過去の調査でも、企業のIT投資と生産性の間には、相応の相関関係が認められるという結果が出ている。しかし、IT投資において重要なのは金額以上にその内容、そして企業の経営戦略における位置付けだ。その点において、欧米に比べて日本企業は大きく改善の余地があるというのが、経産省の見立てである。
「日本の企業では、IT投資の多くがメンテナンスの経費として、経営層のチェックなしで淡々と支出されているケースが多いようです。役所で言えば、水道代や電気代と同じような扱いということですね。あらゆるデータやアンケートを見ても、経営課題におけるITの重要度は低く、それが過去10年くらい変わっていないのです」(石川氏)
JEITAとIDCの調査でもIT投資への意識の低さが見て取れる。日米を比較すると、日本では手作業で行っていた業務をITに置き換えるといった業務効率化やコストダウン的な用途、すなわち「守りのIT」への投資が主眼であるのに対し、米国では製品・サービスの開発強化やビジネスモデル変革といった「攻めのIT」への投資の割合が大きい(下図)。その背景には、経営層がITの重要性を認識しているかという点に違いがあるとみられる。

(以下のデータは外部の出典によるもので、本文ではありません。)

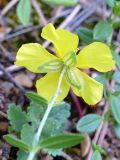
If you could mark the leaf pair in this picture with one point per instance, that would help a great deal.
(54, 142)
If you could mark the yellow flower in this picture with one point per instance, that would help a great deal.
(37, 59)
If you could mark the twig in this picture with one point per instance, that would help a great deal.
(77, 104)
(33, 28)
(65, 22)
(39, 12)
(98, 132)
(3, 114)
(103, 133)
(9, 76)
(11, 69)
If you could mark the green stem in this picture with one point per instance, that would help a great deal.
(42, 123)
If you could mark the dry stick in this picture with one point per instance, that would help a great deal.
(39, 12)
(3, 114)
(31, 28)
(8, 7)
(77, 104)
(105, 125)
(98, 132)
(9, 76)
(84, 15)
(66, 22)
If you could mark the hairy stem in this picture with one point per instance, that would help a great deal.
(42, 123)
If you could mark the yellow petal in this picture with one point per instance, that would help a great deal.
(63, 40)
(91, 91)
(33, 55)
(47, 86)
(96, 55)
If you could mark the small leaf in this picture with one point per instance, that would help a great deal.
(70, 59)
(27, 134)
(98, 148)
(89, 123)
(116, 8)
(102, 31)
(36, 98)
(51, 66)
(14, 141)
(24, 11)
(96, 156)
(85, 34)
(61, 141)
(117, 77)
(117, 130)
(72, 78)
(116, 58)
(66, 3)
(54, 152)
(115, 108)
(101, 78)
(17, 117)
(21, 155)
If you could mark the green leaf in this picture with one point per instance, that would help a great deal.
(51, 66)
(115, 108)
(61, 141)
(116, 57)
(54, 152)
(96, 156)
(117, 77)
(102, 31)
(66, 3)
(36, 98)
(27, 134)
(89, 123)
(117, 130)
(117, 87)
(14, 141)
(101, 78)
(17, 117)
(24, 11)
(116, 8)
(50, 127)
(110, 3)
(21, 155)
(70, 59)
(72, 78)
(85, 34)
(60, 113)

「日本では、『ITのことは自分の専門外だから担当者に任せる』という経営者が多い。IT部門も、CIOが情報システム管理の責任者のような位置付けで、会社の経営戦略について社長と密に話す機会がないケースが多いようです」(石川氏)
CIOという肩書が名ばかりの管理者になっていないか、役員や重役の中にIT担当/IT戦略担当がいるか。こうした点からも、企業がITを経営課題に挙げているかが分かると石川氏は言う。
「米国でITが企業戦略上で重要な位置付けにあるのは、経営者のスキルとしてITが必須のものとなっているからでしょう。今の日本でそうなっていないのは、経営者のキャリアパスなど国ごとの事情があるので仕方ありません。ですが、これからはITを社長レベルの問題として捉え、“攻めのIT”へと切り替えていく必要があります」(石川氏)
とはいえ、日本にも攻めのITに積極的に取り組んでいる企業はある。実態を調査する中で、経営会議の前半30分は必ずIT関連の話をする企業や、“社長候補”に必ずIT部門を経験させる企業など、ITを戦略的に活用するために、経営トップが中心になって動いている企業も少なくないことが分かったそうだ。